The IHR Digital History Postgraduate Panels showcase historical research using digital methods that is taking place in the postgraduate community. A series of short papers will be followed by a question and answer session.
Lu Liu: ‘Gold Standard Corpus: a Shared Standard for Assessing the Capabilities of NER in Historical Documents’. Abstract: Named Entity Recognition (NER) is a Natural Language Processing technology that identifies and classifies named entities of common interest in text, including persons, places, organizations etc. In Digital History, NER contributes to more efficient analysis of textual data, opening up new possibilities for researchers to explore cultural and historical materials in innovative ways. However, the application of NER across various domains, languages, and historical periods, poses a challenge in systematically comparing different NER approaches. This hampers the use of technology, the comparability of outputs and transferability of techniques in the broader field of historical NER. Therefore, my research aims to create a shared annotated corpus with the objective of standardising the assessment and performance measurement of various historical NER systems. By establishing the corpus, my study can drive the advancement of historical NER technology in this field, and advance collaboration and innovation at the intersection of history and digital methods.

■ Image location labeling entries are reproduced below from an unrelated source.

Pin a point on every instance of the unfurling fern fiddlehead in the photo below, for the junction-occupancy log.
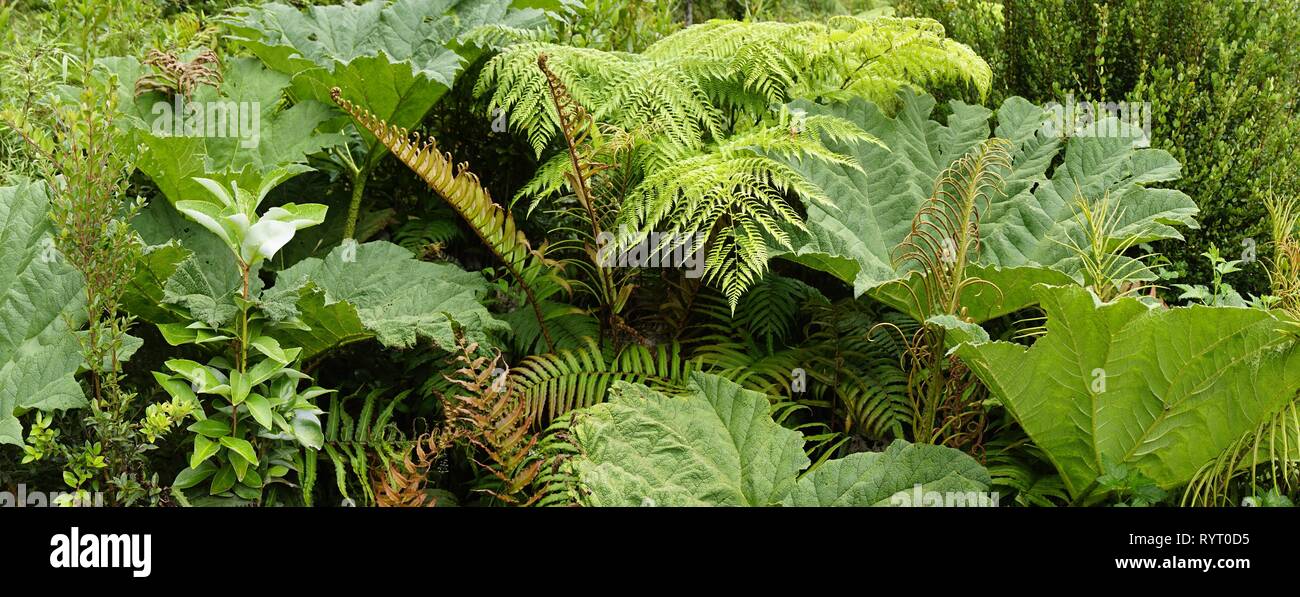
(944, 239)
(463, 191)
(944, 236)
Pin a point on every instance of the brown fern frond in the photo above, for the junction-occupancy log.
(174, 76)
(404, 485)
(576, 125)
(493, 224)
(494, 418)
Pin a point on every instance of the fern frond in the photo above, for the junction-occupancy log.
(555, 384)
(462, 190)
(494, 418)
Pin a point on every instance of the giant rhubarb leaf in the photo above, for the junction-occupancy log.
(380, 290)
(1158, 389)
(876, 479)
(398, 57)
(241, 133)
(1025, 229)
(719, 446)
(715, 448)
(40, 307)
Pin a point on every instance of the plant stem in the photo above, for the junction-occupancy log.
(355, 206)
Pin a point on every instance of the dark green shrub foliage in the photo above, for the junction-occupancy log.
(1220, 76)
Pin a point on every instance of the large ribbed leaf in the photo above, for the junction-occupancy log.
(718, 445)
(397, 57)
(715, 446)
(1160, 389)
(260, 141)
(874, 477)
(40, 307)
(1025, 226)
(384, 293)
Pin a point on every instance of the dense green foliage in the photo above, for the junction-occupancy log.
(676, 252)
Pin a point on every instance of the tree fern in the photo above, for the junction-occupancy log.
(703, 96)
(554, 384)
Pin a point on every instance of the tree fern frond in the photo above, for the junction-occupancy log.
(493, 224)
(563, 381)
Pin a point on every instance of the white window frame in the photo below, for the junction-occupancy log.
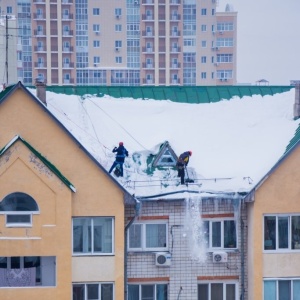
(209, 234)
(142, 238)
(289, 248)
(276, 290)
(224, 283)
(86, 284)
(154, 285)
(92, 252)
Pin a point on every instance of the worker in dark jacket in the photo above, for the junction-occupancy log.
(120, 157)
(182, 162)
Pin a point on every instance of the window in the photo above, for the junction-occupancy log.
(93, 291)
(220, 234)
(118, 59)
(96, 11)
(217, 291)
(148, 291)
(281, 289)
(18, 208)
(96, 27)
(27, 271)
(118, 44)
(96, 44)
(118, 12)
(93, 235)
(282, 232)
(118, 27)
(148, 236)
(96, 59)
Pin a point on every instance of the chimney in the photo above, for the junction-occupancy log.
(41, 89)
(297, 101)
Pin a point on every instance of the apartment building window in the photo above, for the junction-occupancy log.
(27, 271)
(281, 289)
(217, 291)
(18, 209)
(118, 59)
(93, 291)
(96, 28)
(148, 236)
(189, 42)
(96, 44)
(93, 236)
(224, 74)
(118, 27)
(224, 42)
(224, 58)
(96, 11)
(118, 12)
(282, 232)
(225, 26)
(220, 234)
(118, 44)
(148, 291)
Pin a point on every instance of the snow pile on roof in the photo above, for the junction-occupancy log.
(234, 143)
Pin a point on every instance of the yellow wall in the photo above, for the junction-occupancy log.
(96, 195)
(279, 194)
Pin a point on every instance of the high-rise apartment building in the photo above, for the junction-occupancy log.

Brad Scott: ‘Using TEI to model the plant collections of Hans Sloane’. Abstract: Hans Sloane (1660-1753) amassed over 120,000 specimens of pressed plants over the course of his life, the vast majority of which were acquired, bequeathed or bought from someone else. As such, this ‘collection of collections’ is a remarkable archive of global encounters, transactions and exchanges which can potentially be used to inform our knowledge of the history of plant collecting before Linnaeus. This paper will describe how the XML schema of the Text Encoding Initiative (TEI) has been utilised to provide several complementary models for describing the herbarium, which enable various analyses at scale. However, reading against the grain of the data reveals the ambiguities, gaps and silences that such models provide. Constructing a data set in parallel with work on the material culture and paper archives has enabled new insights into the making of the collection and of botanical knowledge production in the late seventeenth and eighteenth centuries.